Someone Will Get Hurt When a Marriage Ends

No matter the outcome, somebody will get hurt when a marriage ends. It could be you or your spouse, or it could be the person you’ve fallen in love with. You need to emotionally prepare yourself for the possible consequences. If you and your spouse work things out, the outside person you fell in love with, or that fell in love with you, will be the one who gets hurt. If you and your spouse divorce, he or she will be hurt. If they both dump you, you’ll get hurt and may even end up being the villain.

A lot of emotions are tied into situations like this. There’s love, mistrust, anger, pain—every feeling on the emotional spectrum will be involved, because you’re making significant decisions that will completely change your life.

It’s okay to live as you please, but you impact other people. You and your partner are not the only ones who will be impacted by this decision. If your new love interest doesn’t know you’re married, he or she may leave you when they find out. If they know and don’t care, they’re telling you a lot about the type of person they are. Will they cheat on you? If they love you, they’ll know what you’re going through and shouldn’t insist that you end your marriage before you’re ready to. They’ll be patient, but you’ll eventually have to make your decision, even if you end up single. That’s always an option.

Telling Someone You’re Not in Love With Them Anymore

This is the most difficult part of all. Your spouse deserves the truth and will find out no matter what you do, so it’s best to be honest and tell him or her. How long you wait to have this discussion is up to you, but the best advice is to tell them sooner rather than later.

It’s best to keep things simple and not go into all of the details at first. Your spouse may get angry, or beg and plead. They may even be happy or relieved—what if they’ve also been seeing someone else? So, be prepared. If they ask if you’re seeing somebody else, you’re free to say you’re not ready to discuss that yet.

Life’s Too Short to Spend with Someone You Don’t Love

When you’re in love, it’s hard to logically think through things. Love can cloud your judgment, but you only get one life to live. If you no longer love your spouse and have fallen in love with somebody else, you should be free to follow where your heart leads.

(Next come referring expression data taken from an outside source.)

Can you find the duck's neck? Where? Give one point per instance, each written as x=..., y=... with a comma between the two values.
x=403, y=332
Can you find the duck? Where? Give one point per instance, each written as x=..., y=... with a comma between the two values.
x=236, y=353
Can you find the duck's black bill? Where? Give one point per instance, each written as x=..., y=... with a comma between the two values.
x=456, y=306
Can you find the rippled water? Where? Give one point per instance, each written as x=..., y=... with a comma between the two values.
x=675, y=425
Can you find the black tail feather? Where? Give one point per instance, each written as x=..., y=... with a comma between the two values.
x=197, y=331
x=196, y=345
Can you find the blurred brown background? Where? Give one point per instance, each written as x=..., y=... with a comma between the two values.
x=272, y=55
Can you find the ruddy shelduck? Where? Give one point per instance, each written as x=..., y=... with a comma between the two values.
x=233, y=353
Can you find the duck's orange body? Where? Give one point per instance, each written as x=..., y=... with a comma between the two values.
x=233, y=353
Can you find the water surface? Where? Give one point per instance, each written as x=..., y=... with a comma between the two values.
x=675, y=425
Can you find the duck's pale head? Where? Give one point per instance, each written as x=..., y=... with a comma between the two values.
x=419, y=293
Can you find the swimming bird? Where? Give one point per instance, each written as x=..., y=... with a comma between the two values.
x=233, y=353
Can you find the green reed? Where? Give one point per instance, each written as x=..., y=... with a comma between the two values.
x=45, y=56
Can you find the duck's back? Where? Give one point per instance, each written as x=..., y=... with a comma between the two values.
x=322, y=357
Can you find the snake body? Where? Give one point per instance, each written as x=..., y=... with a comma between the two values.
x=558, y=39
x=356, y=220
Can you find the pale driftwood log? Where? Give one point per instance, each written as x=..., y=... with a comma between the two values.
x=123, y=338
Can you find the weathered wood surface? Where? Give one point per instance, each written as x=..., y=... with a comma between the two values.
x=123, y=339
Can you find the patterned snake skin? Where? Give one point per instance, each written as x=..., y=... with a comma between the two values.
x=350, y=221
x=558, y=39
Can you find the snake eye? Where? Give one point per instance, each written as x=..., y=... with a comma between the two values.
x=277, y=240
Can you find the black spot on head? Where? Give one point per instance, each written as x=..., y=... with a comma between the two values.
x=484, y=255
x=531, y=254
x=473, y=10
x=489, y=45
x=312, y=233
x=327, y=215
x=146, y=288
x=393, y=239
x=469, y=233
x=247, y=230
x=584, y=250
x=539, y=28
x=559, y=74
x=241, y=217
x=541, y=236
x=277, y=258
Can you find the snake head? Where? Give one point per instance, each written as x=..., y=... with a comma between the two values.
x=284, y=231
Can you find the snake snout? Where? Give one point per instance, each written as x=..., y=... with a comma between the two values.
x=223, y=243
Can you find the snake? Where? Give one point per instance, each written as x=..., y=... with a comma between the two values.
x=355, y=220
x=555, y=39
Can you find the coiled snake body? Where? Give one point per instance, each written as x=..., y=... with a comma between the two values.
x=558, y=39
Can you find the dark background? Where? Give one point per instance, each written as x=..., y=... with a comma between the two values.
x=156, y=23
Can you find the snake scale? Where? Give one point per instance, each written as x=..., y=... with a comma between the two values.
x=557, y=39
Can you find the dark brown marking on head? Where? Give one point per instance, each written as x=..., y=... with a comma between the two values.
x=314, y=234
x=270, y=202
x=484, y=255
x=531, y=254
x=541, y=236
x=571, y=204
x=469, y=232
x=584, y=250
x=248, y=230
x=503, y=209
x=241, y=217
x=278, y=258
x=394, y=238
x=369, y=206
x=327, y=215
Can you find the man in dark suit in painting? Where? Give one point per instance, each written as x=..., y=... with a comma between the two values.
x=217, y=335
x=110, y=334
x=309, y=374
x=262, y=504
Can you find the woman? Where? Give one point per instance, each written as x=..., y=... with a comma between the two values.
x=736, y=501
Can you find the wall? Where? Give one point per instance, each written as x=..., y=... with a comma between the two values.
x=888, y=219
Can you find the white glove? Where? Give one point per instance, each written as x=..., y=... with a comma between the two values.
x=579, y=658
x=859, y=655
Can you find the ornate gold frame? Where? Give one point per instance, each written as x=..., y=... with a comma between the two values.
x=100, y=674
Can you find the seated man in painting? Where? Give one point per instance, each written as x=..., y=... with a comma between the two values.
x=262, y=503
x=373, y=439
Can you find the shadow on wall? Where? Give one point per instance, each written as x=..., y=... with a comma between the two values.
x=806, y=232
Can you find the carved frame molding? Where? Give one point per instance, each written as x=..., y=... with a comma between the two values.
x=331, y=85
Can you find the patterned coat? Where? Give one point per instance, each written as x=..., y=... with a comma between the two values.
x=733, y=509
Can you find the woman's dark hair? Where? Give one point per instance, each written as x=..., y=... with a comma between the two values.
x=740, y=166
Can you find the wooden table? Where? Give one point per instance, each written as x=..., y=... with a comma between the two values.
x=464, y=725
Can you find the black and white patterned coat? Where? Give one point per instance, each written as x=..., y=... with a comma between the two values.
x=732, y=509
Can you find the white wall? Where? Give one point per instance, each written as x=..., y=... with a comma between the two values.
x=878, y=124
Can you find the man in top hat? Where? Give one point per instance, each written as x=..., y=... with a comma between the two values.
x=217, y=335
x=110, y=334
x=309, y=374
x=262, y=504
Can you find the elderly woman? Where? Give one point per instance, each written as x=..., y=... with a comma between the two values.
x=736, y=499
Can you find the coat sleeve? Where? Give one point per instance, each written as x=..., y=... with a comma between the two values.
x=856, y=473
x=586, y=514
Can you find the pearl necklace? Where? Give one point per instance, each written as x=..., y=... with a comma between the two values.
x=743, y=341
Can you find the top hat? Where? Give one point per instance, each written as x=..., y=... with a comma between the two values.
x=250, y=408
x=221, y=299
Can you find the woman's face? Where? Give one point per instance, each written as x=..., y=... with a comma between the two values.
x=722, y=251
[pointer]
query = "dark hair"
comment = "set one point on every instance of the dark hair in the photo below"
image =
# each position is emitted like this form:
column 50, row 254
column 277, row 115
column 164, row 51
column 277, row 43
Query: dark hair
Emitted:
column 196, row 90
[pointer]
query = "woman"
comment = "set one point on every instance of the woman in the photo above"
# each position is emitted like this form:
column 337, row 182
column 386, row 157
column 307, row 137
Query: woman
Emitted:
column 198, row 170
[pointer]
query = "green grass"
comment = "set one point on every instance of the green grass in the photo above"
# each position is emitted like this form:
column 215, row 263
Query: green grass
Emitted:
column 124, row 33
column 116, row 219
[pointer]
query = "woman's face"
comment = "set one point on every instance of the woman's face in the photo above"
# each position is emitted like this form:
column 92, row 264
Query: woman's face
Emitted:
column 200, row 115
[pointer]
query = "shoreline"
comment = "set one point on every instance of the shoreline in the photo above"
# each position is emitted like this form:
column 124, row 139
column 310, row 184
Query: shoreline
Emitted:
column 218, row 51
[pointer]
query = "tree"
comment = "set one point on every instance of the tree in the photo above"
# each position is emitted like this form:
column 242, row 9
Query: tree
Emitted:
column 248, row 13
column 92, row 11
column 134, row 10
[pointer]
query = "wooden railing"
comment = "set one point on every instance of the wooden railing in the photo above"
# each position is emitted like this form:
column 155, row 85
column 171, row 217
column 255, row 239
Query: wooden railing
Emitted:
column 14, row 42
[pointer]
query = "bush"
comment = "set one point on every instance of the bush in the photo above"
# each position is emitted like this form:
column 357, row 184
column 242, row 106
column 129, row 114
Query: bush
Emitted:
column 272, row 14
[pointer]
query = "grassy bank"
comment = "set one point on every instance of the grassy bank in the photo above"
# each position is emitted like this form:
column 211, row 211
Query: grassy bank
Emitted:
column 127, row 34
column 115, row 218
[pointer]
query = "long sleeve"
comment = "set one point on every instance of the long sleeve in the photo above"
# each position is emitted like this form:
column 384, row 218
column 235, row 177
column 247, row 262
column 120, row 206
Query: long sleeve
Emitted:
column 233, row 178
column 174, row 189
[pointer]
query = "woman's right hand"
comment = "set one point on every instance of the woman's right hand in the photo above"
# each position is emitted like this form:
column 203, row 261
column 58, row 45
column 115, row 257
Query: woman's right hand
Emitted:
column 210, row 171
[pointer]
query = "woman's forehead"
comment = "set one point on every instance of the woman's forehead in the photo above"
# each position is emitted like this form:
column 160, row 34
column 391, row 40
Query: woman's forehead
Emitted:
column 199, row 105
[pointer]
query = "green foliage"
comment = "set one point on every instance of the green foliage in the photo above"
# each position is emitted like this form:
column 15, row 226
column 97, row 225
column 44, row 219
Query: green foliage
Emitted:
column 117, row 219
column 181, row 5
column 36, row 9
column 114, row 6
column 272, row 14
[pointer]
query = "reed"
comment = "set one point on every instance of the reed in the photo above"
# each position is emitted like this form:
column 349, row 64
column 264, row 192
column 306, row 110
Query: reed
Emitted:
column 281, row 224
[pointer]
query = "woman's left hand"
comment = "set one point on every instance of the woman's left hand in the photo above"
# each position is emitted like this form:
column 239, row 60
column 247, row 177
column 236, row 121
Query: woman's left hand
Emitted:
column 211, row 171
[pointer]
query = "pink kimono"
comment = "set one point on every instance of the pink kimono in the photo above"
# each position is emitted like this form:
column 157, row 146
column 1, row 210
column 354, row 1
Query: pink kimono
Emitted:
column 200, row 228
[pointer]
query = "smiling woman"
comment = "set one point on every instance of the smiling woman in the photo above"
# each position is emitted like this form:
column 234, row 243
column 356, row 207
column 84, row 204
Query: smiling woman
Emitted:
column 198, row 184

In a marriage, two lives become one, and partners believe they’ll love each other forever. You got married because you were happy together. But life is fragile. Nobody wants to look back on our lives with regrets. Staying in an unhealthy relationship is far more harmful to you in the long-run than the discomfort of the difficult conversations involved with ending a relationship).

There’s a lot to process. But if you’re sure about what you want, you need to find the courage to do what needs to be done to achieve it. There’s no one-size-fits-all answer. It’s up to you to figure out what you’ve been missing. Is your marriage worth saving? Or would you be better off if you began a new relationship with somebody you love?